Demystifying user authentication with Google in Electron
Let's see how we can implement browser-based authentication for an Electron App using Firebase Auth, Cloud Functions, Realtime Database, and React.
A few weeks back I got an interesting idea popped up in my mind, and soon I started working on its architectural design and flow. I wanted an application that can run in multiple desktop environments and I stumbled upon Electron. I knew this was gonna be easy for me because I've had experience with Web Applications before.
I decided to use Firebase Authentication to sign up and log in the users into the application, which is pretty straightforward to code in normal web applications. But Electron world had something else cooked up for me. Actually, it's not Electron it's Google. After I wrote the code for authentication inside the Electron App, I was not able to sign up and I was shown this Screen.
Upon reading and researching more on this obstacle I came to know that Google had deprecated the OAuth login for non-standard browsers and unfortunately Electron (which is interestingly Chromium-based) was also on the list.
So what now, how will the users sign up or login into my application? This was a total development blocker. Also, there was no good explanation available on the internet which talks about this problem in enough depth which can help people write their custom authentication logic.
After reading a lot of Firebase and Google APIs documentation, StackOverflow answers, blogs, and whatnot, I finally figured out a semi-custom auth architecture for my Electron App. So without further ado let's dive into the code.
What will we be using?
- Electron (obviously :p)
- Firebase Auth
- Firebase Cloud Functions
- React (you can skip and replace it whatever you like)
Basic Idea
TL;DR Refer to the diagram below directly if you want
- Electron App will create a UUID for the login session and launch the hosted web endpoint passing the created UUID.
- We'll host a custom web endpoint that will be running in the user's default browser and let the user sign in using their Google Account on behalf of our Electron App.
- Once the user signs in, we'll grab the ID TOKEN returned by Firebase, and invoke the cloud function with the UUID, and the grabbed ID TOKEN.
- Firebase Cloud Function will verify the ID TOKEN using the Firebase Admin SDK.
- On successful verification, the function will create a custom firebase token and update it to the corresponding UUID node in the Firebase Realtime Database.
- Electron App will be listening to the value for the generated UUID in the first step and will receive the custom token, which can be used to authenticate the user using Firebase Auth.
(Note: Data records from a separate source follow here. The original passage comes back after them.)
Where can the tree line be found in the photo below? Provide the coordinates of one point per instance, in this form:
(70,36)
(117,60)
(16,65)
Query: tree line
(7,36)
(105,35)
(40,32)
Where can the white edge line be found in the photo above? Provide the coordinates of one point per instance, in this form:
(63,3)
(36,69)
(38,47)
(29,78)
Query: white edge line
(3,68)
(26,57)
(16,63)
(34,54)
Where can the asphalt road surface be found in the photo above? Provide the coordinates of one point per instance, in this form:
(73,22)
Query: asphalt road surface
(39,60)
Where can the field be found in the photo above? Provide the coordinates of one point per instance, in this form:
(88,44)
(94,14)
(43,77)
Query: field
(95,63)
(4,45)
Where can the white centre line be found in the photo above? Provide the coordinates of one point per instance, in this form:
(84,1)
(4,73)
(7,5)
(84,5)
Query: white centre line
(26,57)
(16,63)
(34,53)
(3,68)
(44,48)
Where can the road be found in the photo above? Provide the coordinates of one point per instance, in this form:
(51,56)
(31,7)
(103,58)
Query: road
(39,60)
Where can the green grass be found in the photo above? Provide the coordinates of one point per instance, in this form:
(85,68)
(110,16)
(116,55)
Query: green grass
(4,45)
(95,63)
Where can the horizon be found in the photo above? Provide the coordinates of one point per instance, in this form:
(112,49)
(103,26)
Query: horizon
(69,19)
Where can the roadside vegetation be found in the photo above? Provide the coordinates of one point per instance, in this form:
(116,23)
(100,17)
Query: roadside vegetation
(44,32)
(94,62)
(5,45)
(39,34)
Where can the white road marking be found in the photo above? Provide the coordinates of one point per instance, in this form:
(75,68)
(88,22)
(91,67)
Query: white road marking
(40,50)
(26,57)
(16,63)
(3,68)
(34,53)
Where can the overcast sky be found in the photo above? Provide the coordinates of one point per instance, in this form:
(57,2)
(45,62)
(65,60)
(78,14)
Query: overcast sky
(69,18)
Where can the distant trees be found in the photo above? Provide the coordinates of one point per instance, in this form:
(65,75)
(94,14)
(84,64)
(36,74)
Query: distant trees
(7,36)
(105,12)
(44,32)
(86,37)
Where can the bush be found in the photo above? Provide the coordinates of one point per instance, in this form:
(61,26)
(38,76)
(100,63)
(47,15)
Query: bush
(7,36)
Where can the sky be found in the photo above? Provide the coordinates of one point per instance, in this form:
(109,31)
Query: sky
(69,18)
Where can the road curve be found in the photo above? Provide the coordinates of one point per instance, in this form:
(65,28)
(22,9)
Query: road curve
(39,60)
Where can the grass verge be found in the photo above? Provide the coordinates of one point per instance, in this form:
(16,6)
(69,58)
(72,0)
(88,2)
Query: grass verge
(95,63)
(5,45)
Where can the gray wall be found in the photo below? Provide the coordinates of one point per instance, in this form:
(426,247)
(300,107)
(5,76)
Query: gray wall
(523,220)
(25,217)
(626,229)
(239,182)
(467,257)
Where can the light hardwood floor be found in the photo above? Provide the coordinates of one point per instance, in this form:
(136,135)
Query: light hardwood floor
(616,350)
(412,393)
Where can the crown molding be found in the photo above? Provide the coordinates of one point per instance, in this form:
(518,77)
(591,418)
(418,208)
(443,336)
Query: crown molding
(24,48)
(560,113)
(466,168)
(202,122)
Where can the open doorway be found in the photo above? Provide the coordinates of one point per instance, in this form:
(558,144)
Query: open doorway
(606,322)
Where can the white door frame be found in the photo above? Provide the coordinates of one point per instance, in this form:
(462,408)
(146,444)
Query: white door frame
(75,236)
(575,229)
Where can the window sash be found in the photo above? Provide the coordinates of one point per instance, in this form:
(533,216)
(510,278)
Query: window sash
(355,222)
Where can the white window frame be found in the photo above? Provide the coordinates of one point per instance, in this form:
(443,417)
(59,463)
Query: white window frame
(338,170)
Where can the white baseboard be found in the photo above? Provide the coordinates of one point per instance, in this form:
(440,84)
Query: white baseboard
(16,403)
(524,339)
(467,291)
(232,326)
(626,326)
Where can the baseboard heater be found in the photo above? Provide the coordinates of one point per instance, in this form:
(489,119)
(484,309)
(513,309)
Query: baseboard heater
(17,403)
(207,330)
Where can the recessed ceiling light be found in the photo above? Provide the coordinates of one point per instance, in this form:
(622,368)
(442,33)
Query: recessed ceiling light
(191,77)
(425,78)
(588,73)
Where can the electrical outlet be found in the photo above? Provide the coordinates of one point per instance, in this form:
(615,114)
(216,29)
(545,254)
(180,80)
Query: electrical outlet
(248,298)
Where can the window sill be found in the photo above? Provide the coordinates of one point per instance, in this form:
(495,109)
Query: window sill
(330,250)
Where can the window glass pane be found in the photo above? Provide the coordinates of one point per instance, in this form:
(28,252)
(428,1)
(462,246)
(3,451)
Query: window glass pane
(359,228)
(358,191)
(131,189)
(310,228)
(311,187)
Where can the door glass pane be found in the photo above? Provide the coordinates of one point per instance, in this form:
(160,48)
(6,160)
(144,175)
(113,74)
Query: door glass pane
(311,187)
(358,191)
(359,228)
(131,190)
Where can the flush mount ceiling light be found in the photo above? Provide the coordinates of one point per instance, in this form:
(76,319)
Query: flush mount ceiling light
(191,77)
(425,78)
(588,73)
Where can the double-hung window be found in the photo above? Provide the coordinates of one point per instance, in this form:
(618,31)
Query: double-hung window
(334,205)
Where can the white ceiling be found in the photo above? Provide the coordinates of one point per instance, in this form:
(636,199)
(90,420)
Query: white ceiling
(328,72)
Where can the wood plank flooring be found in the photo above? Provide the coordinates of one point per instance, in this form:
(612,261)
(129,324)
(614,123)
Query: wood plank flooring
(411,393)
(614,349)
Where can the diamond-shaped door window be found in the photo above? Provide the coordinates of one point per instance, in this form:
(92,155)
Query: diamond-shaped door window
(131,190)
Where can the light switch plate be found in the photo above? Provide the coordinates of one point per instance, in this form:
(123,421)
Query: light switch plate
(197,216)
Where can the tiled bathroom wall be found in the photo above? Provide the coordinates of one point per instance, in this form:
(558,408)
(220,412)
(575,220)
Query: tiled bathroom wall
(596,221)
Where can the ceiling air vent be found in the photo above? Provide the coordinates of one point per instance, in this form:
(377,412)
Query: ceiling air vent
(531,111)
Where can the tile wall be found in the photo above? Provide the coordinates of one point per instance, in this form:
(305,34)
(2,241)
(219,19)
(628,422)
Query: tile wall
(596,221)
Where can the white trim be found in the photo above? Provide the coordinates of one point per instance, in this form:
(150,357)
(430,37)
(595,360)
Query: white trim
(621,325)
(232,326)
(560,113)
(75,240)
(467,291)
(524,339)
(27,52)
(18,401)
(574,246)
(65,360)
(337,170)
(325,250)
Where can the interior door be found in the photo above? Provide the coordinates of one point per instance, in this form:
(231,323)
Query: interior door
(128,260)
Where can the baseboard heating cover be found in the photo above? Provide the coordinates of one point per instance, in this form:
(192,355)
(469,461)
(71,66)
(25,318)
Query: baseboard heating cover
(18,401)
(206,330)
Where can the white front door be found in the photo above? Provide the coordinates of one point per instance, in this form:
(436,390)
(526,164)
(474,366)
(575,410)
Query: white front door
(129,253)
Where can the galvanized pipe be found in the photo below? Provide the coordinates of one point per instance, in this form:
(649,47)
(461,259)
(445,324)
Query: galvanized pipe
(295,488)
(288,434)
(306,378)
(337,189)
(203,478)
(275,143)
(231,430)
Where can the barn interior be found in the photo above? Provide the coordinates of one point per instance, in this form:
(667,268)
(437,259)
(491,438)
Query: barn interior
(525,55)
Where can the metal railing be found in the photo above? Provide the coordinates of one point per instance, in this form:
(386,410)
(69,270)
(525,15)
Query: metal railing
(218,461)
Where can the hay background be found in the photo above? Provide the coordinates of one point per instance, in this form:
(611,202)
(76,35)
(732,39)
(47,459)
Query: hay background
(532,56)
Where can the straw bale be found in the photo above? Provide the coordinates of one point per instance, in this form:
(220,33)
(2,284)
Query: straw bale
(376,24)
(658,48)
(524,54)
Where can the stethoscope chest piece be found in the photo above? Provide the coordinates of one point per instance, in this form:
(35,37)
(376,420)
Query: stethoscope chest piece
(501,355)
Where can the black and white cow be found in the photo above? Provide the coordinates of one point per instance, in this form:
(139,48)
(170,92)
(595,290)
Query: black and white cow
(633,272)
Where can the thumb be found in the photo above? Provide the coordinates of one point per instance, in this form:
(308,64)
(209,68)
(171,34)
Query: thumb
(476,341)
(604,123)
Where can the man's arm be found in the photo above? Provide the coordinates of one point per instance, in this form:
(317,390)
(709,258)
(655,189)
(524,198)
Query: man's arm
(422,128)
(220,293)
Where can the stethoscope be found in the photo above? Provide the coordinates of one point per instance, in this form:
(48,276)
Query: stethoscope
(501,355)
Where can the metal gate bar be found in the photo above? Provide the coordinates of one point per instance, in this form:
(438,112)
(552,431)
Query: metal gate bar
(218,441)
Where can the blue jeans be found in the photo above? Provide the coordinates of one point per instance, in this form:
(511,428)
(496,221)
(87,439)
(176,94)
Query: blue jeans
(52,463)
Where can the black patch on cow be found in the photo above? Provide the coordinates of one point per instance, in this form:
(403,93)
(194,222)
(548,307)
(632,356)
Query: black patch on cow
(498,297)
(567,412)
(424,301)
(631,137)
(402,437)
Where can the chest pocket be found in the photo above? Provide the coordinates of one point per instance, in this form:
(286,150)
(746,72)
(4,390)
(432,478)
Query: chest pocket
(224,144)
Architecture Flow Diagram:
Electron App Renderer Side Code
As I will be using React, so I created on Component called SignInButton
which handles UUID creation and sending it to the main process for opening the web-hosted custom endpoint on the user's default browser along with the UUID.
import React from "react";
import { v4 } from "uuid";
import firebase from "firebase";
const SignInButton = (): JSX.Element => {
const handleSignIn = () => {
// generating uuid
const uuid = v4();
// grabbing reference to the firebase realtime db document for the uuid
const oneTimeUuidDocRef = firebase.database().ref(`onetime-uuids/${uuid}`);
// applying listener to the reference document
oneTimeUuidDocRef.on("value", async (snapshot) => {
// getting the custom firebase token
const authToken = snapshot.val();
// use this credential accordingly
const credential = await firebase.auth().signInWithCustomToken(authToken);
/*
Your rest auth code
*/
});
// invoking main process method to open user's default browser
window.electronApi.ipcRenderer.invoke("initiate-login", uuid);
};
return (
<div>
<button onClick={handleSignIn}>Initiate Google Sign In</button>
</div>
);
};
export default SignInButton;
handleSignIn()
: Called when user clicks on Sign In button inside our Electron App.
uuid
: Random generated UUID unique for each Sign In request.
oneTimeUuidDocRef
: Reference to Firebase Realtime Database document.
authToken
: Custom token generated by Cloud Function, fetched from database document.
credential
: Firebase Auth credentials after signing in via signInWithCustomToken()
.
window.electronApi.ipcRenderer
: This comes from preload.ts
script which helps us to call main process methods. This is a separate topic and we'll not be covering it in this blog, you can always read about it in Electron Documentation.
Refer to the below screenshot to know how this looks. Pretty basic.
Setting up Web Hosted Endpoint for Sign Up / Login to get ID TOKEN
Here for the explanation, I've created a React Web Application which has a route called https://{your_app_base_url}/gsigninhelper/${uuid}
. I've created a component called GSignInHelper
that gets rendered on calling this endpoint.
import React, { useEffect } from "react";
import firebase from "firebase";
const GSignInHelper = (props: any): JSX.Element => {
// called immediatelly after component loads
useEffect(() => {
// boolean to keep only one request instance active and avoid multiple function triggers
let didCancel = false;
// setting up the provider for login [here Google Auth]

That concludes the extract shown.